Method
- Heat oil in a heavy kazan over high heat. Add lamb chunks and sear 8 minutes until deeply browned.
- Add sliced onions; cook 6 minutes. Add julienned carrots; cook 8 minutes — the carrots should soften and start to caramelise.
- Add cumin, coriander, pepper, salt and turmeric. Stir 60 seconds.
- Spread the soaked rice evenly over. Push the whole garlic head into the centre. Scatter dried apricots and raisins. Add water to come 2cm above rice.
- Bring to a boil; cook uncovered until water absorbs (about 12 minutes). Make 5 deep wells in the rice; cover tightly with towel and lid; steam over low heat for 25 minutes.
- Rest 15 minutes covered. Serve on a wide platter; the apricots-and-raisins decoration on top is the Kazakh visual signature. Eat with hands or spoon.
Common questions
Can Kazakh Plov be made ahead?
Kazakh Plov is best made and eaten the same day, but the components can be prepped earlier — chop and measure the ingredients up to a day ahead, refrigerated separately. Final cooking takes about 75 minutes.
Is Kazakh Plov spicy?
Kazakh Plov as written is mild to mildly warming — the heat comes from aromatics rather than chili. Add fresh sliced chili or chili oil at the end if you'd like to push it spicier.
Is Kazakh Plov vegetarian or gluten-free?
This recipe is suitable for most diets. If you have specific restrictions, the substitutions section in each ingredient note covers the most common swaps.
How hard is Kazakh Plov to make at home?
Kazakh Plov sits at intermediate difficulty — total time about 95 minutes.

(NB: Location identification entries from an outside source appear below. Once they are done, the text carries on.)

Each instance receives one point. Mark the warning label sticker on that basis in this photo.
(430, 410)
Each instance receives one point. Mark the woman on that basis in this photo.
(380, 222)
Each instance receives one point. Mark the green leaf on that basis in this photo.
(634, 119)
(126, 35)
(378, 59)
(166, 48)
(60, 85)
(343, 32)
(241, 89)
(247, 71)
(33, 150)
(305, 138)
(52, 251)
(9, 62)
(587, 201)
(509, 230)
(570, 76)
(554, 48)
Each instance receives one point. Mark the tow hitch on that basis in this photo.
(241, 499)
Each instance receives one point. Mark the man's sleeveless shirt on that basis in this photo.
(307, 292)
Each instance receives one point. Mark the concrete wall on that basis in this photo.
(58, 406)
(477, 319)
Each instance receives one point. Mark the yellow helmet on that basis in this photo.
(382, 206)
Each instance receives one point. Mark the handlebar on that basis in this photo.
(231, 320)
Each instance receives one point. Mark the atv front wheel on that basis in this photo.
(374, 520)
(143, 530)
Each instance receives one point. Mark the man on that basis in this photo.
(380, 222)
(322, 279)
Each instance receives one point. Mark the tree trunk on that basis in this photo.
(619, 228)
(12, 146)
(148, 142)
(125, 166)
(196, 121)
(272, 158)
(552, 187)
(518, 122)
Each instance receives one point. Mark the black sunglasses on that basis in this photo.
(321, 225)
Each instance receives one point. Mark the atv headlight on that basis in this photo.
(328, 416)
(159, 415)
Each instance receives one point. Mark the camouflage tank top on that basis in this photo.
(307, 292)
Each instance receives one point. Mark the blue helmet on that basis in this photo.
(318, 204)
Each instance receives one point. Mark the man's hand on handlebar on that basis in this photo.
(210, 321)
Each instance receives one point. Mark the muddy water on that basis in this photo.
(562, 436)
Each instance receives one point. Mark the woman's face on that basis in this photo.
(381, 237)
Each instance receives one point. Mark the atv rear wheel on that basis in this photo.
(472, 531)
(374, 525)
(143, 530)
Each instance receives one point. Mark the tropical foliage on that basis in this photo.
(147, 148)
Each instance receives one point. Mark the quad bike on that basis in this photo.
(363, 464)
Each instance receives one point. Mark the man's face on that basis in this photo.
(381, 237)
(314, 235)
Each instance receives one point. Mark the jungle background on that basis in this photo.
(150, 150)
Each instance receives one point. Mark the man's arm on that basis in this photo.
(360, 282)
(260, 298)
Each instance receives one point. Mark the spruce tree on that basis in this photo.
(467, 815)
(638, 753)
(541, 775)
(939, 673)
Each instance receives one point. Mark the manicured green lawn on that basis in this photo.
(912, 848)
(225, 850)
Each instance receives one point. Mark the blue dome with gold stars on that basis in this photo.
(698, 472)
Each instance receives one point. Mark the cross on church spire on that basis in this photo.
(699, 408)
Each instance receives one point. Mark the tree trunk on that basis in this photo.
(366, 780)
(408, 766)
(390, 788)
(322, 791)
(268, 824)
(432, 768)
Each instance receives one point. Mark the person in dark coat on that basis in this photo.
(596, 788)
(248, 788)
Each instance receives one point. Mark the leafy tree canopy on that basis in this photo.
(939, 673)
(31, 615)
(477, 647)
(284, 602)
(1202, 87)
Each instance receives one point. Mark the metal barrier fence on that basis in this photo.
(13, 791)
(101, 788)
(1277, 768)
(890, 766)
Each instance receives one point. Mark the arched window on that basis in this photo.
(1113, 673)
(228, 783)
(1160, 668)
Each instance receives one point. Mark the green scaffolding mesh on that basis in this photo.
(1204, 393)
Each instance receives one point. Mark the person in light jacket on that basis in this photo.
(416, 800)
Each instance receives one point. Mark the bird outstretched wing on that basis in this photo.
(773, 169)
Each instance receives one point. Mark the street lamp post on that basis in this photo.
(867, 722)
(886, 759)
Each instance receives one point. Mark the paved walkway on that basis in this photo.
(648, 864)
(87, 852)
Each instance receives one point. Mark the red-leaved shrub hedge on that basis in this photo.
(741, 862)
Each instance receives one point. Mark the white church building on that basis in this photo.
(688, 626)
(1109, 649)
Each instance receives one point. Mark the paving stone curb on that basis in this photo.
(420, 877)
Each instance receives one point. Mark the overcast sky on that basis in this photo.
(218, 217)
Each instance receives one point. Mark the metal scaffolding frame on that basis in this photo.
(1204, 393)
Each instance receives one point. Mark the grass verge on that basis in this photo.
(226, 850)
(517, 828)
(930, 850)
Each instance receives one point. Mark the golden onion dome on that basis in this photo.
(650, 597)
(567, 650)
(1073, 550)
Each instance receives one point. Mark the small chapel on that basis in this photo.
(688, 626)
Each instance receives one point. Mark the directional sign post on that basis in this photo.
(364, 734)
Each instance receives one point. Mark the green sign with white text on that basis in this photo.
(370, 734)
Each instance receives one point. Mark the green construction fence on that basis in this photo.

The ingredients are not unusual but the timing requires attention.
Can Kazakh Plov be scaled up or down?
This recipe is written for 6 servings. To scale, multiply each ingredient proportionally; the cooking times stay the same up to about double the volume. Beyond that, expect to cook in batches because of pan size and heat distribution.
Cultural Note
Kazakh plov shares ancestry with Uzbek plov but is distinguished by the addition of dried apricots — Kazakhstan has a strong apricot-growing tradition, and the dried fruit is preserved through winter. The dish is also associated with Russian-Kazakh fusion: Russian-style rice cooking met Central Asian lamb cooking in Soviet-era Kazakhstan. The dried fruit gives the dish a slightly sweet finish that Uzbek plov lacks.